Jacob S Elford, Timothy A Davis, Ilaria Ruffa, Martin Bureau, Michele Cappellari, Jindra Gensior, Satoru Iguchi, Fuheng Liang, Lijie Liu, Anan Lu, Thomas Williams

Abstract:

We use high-resolution data from the millimetre-Wave Interferometric Survey of Dark Object Masses (WISDOM) project to investigate the connection between circumnuclear gas reservoirs and nuclear activity in a sample of nearby galaxies. Our sample spans a wide range of nuclear activity types including radio galaxies, Seyfert galaxies, low-luminosity active galactic nuclei (AGN) and inactive galaxies. We use measurements of nuclear millimetre continuum emission along with other archival tracers of AGN accretion/activity to investigate previous claims that at, circumnuclear scales (<100 pc), these should correlate with the mass of the cold molecular gas. We find that the molecular gas mass does not correlate with any tracer of nuclear activity. This suggests the level of nuclear activity cannot solely be regulated by the amount of cold gas around the supermassive black hole (SMBH).
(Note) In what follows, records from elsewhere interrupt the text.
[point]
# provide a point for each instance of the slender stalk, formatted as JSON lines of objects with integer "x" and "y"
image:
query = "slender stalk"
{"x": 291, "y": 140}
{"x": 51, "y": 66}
This indicates that AGN fuelling, that drives gas from the large-scale galaxy to the nuclear regions, is not a ubiquitous process and may vary between AGN type, with time-scale variations likely to be very important. By studying the structure of the central molecular gas reservoirs, we find our galaxies have a range of nuclear molecular gas concentrations. This could indicate that some of our galaxies may have had their circumnuclear regions impacted by AGN feedback, even though they currently have low nuclear activity. Alternatively, the nuclear molecular gas concentrations in our galaxies could instead be set by secular processes.